Le Petit Cadre rangé sur ma bibliothèque
Patrick Robine explorateur du familier
Il existe quelque part non loin de Killarney, en Irlande un délicieux coin de pêche sous l’arche d’un vieux pont à trois piles cernées de roches blanches qu’affectionnent en saison les perches franches, les bass et les brochets ; un beau plan d’eau cerné de bosquets de grands frênes jusqu’à l’horizon, et puis là-bas très loin contre un peu de ciel, des montagnes bleues. Ce paysage se trouve enfermé sur mon bureau depuis 1968 dans un petit châssis carré de bois brun de 15 cm à peine de côté et profond dans sa hausse d’environ 3cm… je l’ai trouvé dans la rue au marché aux puces de Portobello dans la neige sale sur un tas de vielles revues, il y a une dizaine d’années. J’en devins le propriétaire pour trois livres cinquante. C’est une sorte de vivarium une nature morte avec pour toile de fond, une vue assez large du lieu en kodachrome, un faux relief forcé de couleurs artificielles à peine passées. Avec au premier plan, collé sur la rive : de la mousse sèche, trois gros graviers enchevêtrés, un granit et des éclats de roches grises et puis deux touffes de junipérus jaunies laquées probablement… Ce sont là certainement des échantillons prélevés sur place dans la nature du lieu de façon à ce que l’on se sente transporté dans ce petit coin d’Irlande histoire de prendre un petit bol d’air à peu de frais, là-bas… là-bas, car ici entre mes mains ce paysage est protégé, il est sous verre.
Alors je reste là, à l’affût sur la berge. Au second plan, derrière les premiers joncs, de l’endroit où je suis posté, à quelques mètres du bord, un couple affairé à maintenir une barque dans le cadre sans trop faire de remous. Ce qui est fou, c’est que miss Saundoris, on le sent bien, n’était pas prévue dans la scène ; elle passait par là au volant de son Austin sur la petite route qui l’amenait à Killarney et puis elle a dû s’arrêter afin que son petit schnauzer se dégourdisse les pattes, et puis bavardant de fil en aiguille elle se laisse embarquer dans l’histoire.
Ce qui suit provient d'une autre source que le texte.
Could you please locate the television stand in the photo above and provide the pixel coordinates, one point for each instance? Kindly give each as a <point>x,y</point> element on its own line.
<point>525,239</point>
Alors elle essaie de sourire, de se détendre, sur les conseils de l’opérateur, elle ne sait pas très bien nager, elle l’a dit, le rameur la fixe, rassurant, balbutiant une conversation maladroite. Elle regarde la surface sombre, un peu comme on évalue chez la mercière un coupon de crêpe noir.
Sur la rive exactement à l’endroit où je me trouve, le photographe attend sous le drap derrière le verre dépoli de sa chambre Plaubel. Ce qui n’était pas prévu non plus, c’est cette bourrasque de vent qui balaya d’un seul coup la nappe d’eau et fouetta la robe liberty et découvrit les cuisses blanches et le duvet roux de Miss Saundoris et que ce soir-là on ne l’a pas vue, ni à son cours de trompette, ni au manoir chez sa tante… Linda a choisi de rester là, bien au chaud avec moi, derrière la vitre.